PHARE FM : D’un point de vue chrétien, soutenez-vous ces réactions internationales?
Michael : Je crois que nous devrions être en première ligne des manifestations pacifiques contre les injustices et la discrimination raciale. L’enseignement biblique est très clair à ce sujet. C’est le mal qui vient briser la relation harmonieuse entre les communautés humaines. La Bible invite donc chaque individu et chaque communauté à se remettre en question et rechercher le meilleur pour son groupe “ennemi”. Je vous donne deux exemples. Dans l’Ancient Testament, le prophète Jonas, un nationaliste, est envoyé vers la communauté ennemie d’Israël à Ninive. L’histoire biblique retrace son combat intérieur face à la haine qu’il a pour ce peuple, tandis que Dieu désire se servir de lui pour les bénir et les sauver. Plus tard, on retrouve dans le Nouveau Testament la même dynamique avec la Samarie, les frères ennemis des Israélites. Or Jésus agit complètement à l’opposé du mépris que les Juifs avaient pour les Samaritains, il va intentionnellement vers cette communauté et ordonne explicitement à l’Eglise de faire de même.
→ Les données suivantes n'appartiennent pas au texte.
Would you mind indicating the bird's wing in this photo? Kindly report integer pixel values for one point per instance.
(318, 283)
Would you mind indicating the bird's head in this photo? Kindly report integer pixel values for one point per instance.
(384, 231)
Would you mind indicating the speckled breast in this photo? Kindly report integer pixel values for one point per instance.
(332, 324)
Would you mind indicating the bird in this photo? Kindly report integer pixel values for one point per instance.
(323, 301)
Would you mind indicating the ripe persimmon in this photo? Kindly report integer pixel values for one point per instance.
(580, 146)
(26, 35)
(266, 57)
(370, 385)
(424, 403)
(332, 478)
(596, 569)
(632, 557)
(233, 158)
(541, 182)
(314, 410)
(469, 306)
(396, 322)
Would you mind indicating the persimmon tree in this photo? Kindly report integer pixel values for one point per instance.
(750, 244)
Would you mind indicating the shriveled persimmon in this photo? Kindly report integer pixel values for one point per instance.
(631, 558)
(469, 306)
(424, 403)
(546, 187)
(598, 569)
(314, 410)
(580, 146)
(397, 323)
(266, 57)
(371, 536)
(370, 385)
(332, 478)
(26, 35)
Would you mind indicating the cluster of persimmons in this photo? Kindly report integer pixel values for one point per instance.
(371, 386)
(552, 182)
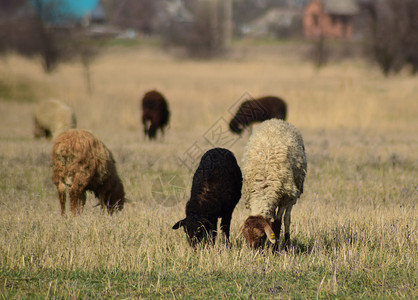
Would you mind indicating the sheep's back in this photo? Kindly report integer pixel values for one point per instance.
(274, 166)
(217, 183)
(80, 153)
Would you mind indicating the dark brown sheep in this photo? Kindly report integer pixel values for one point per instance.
(216, 190)
(257, 110)
(81, 162)
(155, 113)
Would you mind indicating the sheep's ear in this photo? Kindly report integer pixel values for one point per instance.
(270, 234)
(241, 229)
(179, 224)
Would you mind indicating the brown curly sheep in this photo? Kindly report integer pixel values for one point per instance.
(81, 162)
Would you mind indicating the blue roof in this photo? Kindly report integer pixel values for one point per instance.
(63, 11)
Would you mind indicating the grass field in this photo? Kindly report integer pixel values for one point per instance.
(353, 231)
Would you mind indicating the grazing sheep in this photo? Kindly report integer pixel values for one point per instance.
(51, 117)
(155, 113)
(216, 190)
(81, 162)
(257, 110)
(274, 169)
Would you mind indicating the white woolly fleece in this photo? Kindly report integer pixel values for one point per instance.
(274, 167)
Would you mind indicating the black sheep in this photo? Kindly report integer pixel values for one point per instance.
(258, 110)
(216, 190)
(155, 113)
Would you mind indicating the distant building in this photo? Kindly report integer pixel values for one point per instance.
(276, 22)
(329, 18)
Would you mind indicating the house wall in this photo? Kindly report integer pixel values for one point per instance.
(316, 21)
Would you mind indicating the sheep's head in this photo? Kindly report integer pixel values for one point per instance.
(235, 126)
(255, 231)
(196, 229)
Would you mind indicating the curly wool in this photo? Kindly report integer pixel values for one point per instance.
(274, 168)
(82, 162)
(51, 117)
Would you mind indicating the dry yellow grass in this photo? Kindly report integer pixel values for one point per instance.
(353, 230)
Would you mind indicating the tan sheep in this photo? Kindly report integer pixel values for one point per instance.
(81, 162)
(274, 169)
(51, 117)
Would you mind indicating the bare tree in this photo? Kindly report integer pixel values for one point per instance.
(392, 33)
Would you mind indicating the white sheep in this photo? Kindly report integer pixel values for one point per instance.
(51, 117)
(274, 169)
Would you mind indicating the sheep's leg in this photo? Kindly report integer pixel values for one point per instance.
(225, 226)
(61, 196)
(287, 227)
(77, 196)
(277, 224)
(213, 232)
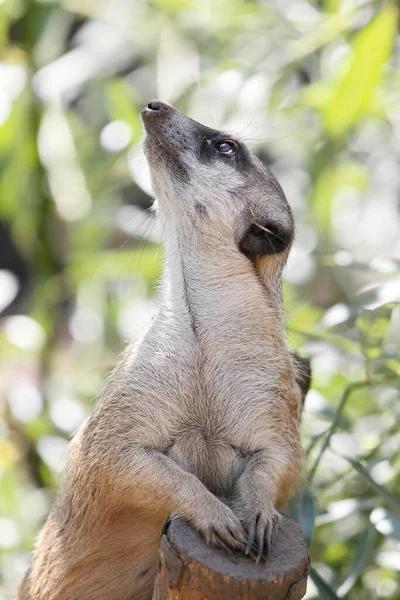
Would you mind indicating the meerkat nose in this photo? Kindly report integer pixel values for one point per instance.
(155, 105)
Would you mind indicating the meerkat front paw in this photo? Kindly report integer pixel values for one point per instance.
(261, 527)
(221, 528)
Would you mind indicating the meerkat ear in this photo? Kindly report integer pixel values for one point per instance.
(265, 238)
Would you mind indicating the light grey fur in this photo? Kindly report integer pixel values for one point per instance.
(206, 405)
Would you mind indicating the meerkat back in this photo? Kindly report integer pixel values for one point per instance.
(208, 404)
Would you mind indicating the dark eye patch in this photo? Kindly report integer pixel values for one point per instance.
(218, 148)
(267, 238)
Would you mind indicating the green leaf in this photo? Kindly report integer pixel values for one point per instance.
(303, 510)
(355, 92)
(357, 466)
(362, 553)
(325, 591)
(122, 105)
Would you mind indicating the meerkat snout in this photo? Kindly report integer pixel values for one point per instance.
(210, 181)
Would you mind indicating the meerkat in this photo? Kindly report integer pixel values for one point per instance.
(208, 404)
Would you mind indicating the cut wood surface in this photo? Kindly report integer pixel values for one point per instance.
(192, 570)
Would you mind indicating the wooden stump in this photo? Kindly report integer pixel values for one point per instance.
(192, 570)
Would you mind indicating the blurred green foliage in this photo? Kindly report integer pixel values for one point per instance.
(314, 89)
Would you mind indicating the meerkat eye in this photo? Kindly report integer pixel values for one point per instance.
(226, 148)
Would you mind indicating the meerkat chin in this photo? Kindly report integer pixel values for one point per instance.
(208, 404)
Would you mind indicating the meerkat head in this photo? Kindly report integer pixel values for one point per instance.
(211, 185)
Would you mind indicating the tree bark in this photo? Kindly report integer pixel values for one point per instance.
(192, 570)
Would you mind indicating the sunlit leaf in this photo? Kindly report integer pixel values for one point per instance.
(325, 591)
(362, 554)
(355, 91)
(392, 500)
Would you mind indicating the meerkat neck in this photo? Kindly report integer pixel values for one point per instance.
(216, 290)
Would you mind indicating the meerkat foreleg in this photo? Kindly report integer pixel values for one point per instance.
(264, 484)
(156, 478)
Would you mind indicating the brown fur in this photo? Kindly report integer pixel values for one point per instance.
(207, 405)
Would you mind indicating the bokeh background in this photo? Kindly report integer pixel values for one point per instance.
(314, 89)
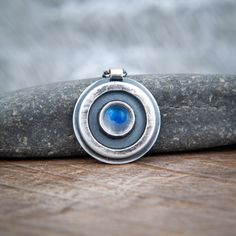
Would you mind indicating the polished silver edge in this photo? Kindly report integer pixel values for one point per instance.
(106, 158)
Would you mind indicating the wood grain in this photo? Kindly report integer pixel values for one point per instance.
(170, 194)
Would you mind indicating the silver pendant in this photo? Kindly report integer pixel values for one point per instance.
(116, 119)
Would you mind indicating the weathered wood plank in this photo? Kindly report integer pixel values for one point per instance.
(171, 194)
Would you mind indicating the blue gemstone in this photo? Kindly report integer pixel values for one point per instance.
(117, 115)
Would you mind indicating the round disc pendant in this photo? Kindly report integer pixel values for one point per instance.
(116, 120)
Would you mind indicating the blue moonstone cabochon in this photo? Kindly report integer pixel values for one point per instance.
(117, 118)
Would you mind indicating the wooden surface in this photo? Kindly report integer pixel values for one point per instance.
(170, 194)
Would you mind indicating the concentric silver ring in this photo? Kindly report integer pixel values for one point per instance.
(107, 129)
(111, 155)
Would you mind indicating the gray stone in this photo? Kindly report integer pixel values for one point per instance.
(198, 111)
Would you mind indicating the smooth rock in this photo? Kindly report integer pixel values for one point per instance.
(198, 111)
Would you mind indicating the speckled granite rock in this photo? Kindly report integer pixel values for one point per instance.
(198, 111)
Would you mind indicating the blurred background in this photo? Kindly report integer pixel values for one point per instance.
(47, 41)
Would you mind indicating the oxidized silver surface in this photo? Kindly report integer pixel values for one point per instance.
(93, 146)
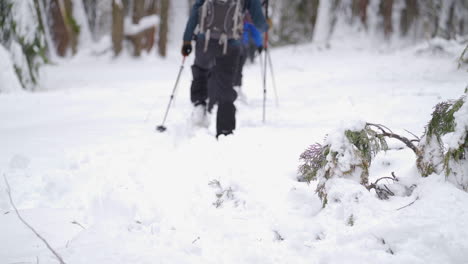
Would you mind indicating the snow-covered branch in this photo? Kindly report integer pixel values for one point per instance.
(8, 190)
(144, 24)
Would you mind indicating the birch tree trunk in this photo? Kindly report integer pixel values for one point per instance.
(117, 26)
(163, 28)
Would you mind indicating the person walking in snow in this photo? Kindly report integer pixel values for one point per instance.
(217, 51)
(252, 42)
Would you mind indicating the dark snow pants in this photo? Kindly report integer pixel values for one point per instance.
(240, 65)
(213, 76)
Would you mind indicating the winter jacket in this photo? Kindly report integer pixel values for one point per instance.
(251, 33)
(253, 6)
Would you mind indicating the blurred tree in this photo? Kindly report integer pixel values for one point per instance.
(117, 26)
(386, 11)
(163, 28)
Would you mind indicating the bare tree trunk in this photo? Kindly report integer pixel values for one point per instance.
(386, 11)
(163, 28)
(408, 16)
(138, 13)
(59, 30)
(359, 8)
(117, 26)
(151, 32)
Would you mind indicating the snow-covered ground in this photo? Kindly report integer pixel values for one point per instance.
(89, 172)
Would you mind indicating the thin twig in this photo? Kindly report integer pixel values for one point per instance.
(417, 198)
(194, 241)
(78, 224)
(59, 258)
(406, 141)
(416, 137)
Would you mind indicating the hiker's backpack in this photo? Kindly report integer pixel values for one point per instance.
(222, 19)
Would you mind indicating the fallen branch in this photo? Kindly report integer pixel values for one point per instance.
(408, 205)
(390, 134)
(78, 224)
(385, 192)
(28, 225)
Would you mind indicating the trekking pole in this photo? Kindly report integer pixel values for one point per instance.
(273, 77)
(265, 66)
(161, 128)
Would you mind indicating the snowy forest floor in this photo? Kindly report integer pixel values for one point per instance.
(94, 178)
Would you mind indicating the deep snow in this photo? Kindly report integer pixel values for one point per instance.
(82, 152)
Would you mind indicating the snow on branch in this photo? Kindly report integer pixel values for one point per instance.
(8, 190)
(144, 24)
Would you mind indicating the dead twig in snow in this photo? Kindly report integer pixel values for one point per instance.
(59, 258)
(408, 205)
(78, 224)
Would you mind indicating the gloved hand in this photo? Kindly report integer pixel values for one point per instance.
(270, 24)
(187, 48)
(260, 49)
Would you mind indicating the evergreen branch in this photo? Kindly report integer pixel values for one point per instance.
(28, 225)
(405, 140)
(417, 139)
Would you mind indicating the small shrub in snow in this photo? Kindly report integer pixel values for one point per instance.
(445, 143)
(349, 152)
(346, 154)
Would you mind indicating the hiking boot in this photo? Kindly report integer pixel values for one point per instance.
(224, 134)
(200, 116)
(240, 94)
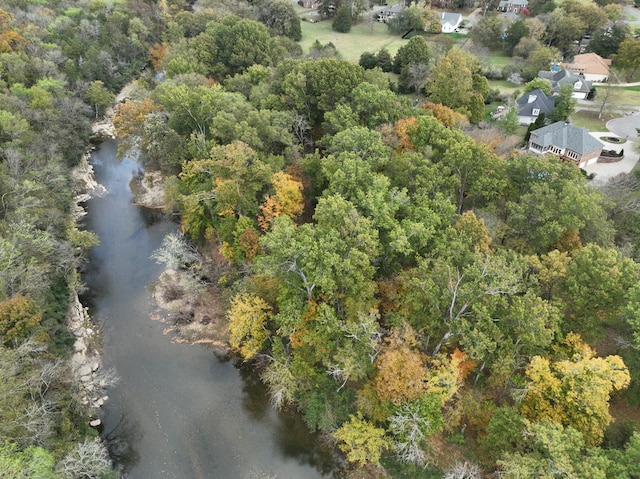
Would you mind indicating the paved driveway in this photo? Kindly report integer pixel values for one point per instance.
(604, 171)
(625, 127)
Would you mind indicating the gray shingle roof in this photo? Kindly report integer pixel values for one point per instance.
(565, 77)
(505, 3)
(450, 18)
(532, 100)
(565, 135)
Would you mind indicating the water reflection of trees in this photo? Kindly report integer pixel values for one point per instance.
(291, 434)
(120, 441)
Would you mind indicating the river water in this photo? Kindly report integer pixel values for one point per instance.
(178, 411)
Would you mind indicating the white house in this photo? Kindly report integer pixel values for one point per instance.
(388, 13)
(450, 21)
(581, 86)
(572, 144)
(530, 105)
(591, 66)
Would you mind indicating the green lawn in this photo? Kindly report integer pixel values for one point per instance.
(505, 86)
(589, 120)
(629, 95)
(362, 38)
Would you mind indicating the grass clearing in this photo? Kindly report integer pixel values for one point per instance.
(362, 38)
(505, 86)
(589, 119)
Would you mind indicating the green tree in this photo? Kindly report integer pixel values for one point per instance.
(595, 287)
(408, 18)
(509, 123)
(32, 462)
(514, 33)
(542, 83)
(99, 97)
(452, 82)
(281, 18)
(415, 51)
(385, 61)
(550, 448)
(606, 43)
(342, 21)
(314, 87)
(368, 61)
(562, 29)
(490, 31)
(361, 441)
(540, 59)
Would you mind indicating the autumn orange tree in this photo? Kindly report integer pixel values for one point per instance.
(247, 316)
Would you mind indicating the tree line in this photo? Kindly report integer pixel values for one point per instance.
(409, 289)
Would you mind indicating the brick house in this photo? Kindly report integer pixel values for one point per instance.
(513, 6)
(530, 105)
(572, 144)
(591, 66)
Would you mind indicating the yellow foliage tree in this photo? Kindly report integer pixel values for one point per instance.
(20, 319)
(129, 121)
(287, 200)
(400, 371)
(247, 322)
(576, 391)
(445, 115)
(403, 373)
(361, 441)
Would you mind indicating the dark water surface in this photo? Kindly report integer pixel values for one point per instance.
(178, 410)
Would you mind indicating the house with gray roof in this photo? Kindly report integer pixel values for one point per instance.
(388, 13)
(450, 21)
(581, 87)
(513, 6)
(530, 105)
(569, 142)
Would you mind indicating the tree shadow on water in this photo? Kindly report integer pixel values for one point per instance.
(120, 440)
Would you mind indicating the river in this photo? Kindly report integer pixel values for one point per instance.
(178, 411)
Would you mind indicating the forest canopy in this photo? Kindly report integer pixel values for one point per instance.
(427, 300)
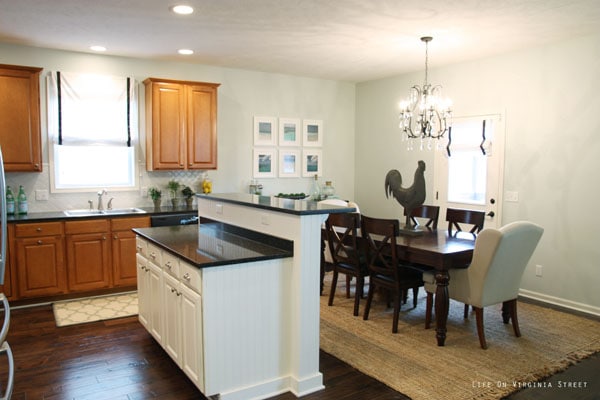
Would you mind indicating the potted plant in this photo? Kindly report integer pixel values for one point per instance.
(155, 195)
(173, 187)
(188, 193)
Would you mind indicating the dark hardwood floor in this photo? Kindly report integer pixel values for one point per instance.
(119, 360)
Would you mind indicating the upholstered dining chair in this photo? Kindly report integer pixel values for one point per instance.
(346, 253)
(457, 216)
(429, 212)
(494, 275)
(385, 270)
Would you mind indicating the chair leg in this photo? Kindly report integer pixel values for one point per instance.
(333, 285)
(415, 296)
(397, 305)
(480, 331)
(428, 309)
(348, 280)
(511, 310)
(358, 294)
(368, 303)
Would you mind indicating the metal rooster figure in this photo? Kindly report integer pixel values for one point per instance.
(411, 197)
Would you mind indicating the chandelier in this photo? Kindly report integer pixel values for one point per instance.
(425, 114)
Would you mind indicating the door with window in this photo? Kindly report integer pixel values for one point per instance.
(468, 173)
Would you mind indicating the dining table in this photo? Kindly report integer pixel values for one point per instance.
(437, 249)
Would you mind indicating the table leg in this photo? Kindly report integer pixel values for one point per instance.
(441, 306)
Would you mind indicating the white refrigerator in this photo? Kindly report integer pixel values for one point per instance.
(5, 388)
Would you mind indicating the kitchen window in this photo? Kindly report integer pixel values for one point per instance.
(92, 131)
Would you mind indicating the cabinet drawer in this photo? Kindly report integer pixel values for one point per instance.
(154, 255)
(141, 246)
(171, 264)
(191, 277)
(127, 224)
(38, 229)
(87, 226)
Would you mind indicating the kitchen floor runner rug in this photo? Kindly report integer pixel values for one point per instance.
(80, 311)
(411, 362)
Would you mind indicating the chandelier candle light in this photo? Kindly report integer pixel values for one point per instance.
(425, 114)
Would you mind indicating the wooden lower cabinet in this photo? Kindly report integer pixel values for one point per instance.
(88, 254)
(124, 248)
(75, 256)
(40, 259)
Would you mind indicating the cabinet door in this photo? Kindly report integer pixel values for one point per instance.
(123, 250)
(191, 328)
(88, 261)
(143, 291)
(201, 127)
(155, 286)
(41, 266)
(165, 137)
(172, 315)
(20, 137)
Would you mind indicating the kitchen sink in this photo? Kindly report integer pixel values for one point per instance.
(114, 211)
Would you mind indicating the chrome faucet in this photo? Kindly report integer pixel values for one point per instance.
(100, 194)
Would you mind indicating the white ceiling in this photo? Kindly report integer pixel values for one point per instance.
(354, 40)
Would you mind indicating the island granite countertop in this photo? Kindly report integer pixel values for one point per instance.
(273, 203)
(215, 244)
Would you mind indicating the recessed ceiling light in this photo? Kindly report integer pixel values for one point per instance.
(182, 9)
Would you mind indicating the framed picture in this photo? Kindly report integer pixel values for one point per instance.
(289, 163)
(265, 163)
(312, 133)
(289, 132)
(265, 131)
(312, 161)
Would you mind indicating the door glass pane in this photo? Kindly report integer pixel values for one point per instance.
(467, 170)
(467, 166)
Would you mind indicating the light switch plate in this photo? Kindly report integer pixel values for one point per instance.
(42, 195)
(511, 196)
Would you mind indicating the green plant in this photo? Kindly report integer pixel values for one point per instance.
(187, 192)
(173, 187)
(154, 193)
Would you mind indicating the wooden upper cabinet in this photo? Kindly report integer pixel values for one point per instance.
(181, 125)
(20, 136)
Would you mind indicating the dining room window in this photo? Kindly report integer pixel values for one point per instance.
(467, 166)
(92, 131)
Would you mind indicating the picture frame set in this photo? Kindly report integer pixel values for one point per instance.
(287, 147)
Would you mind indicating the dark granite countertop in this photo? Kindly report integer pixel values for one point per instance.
(297, 207)
(215, 244)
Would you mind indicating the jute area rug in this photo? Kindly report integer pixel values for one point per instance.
(79, 311)
(412, 363)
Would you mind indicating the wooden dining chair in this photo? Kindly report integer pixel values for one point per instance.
(430, 212)
(494, 275)
(346, 253)
(456, 216)
(385, 270)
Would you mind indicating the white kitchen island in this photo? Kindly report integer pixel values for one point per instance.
(259, 321)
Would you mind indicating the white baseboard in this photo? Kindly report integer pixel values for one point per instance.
(571, 305)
PHARE FM : Alors qui sont nos Samaritains aujourd’hui?
Michael : Je crois que chacun est invité à examiner qui sont ses “frères ennemis” dans son contexte local ou national et de développer un amour particulier pour eux. Les chrétiens sont spécialement appelés à montrer l’exemple eux-mêmes, à s’opposer aux injustices et à proposer des solutions. Là où cela se vit, c’est un message très fort, un signe prophétique.
PHARE FM : C’est à dire?
Michael : C’est une manière de s’opposer à l’injustice systémique et de démontrer que nous croyons qu’au-delà de notre appartenance à une communauté, une nation, une religion, tous les descendants d’Adam et d’Eve sont frères et soeurs en humanité, créés à l’image de Dieu et digne d’être respectés et défendus.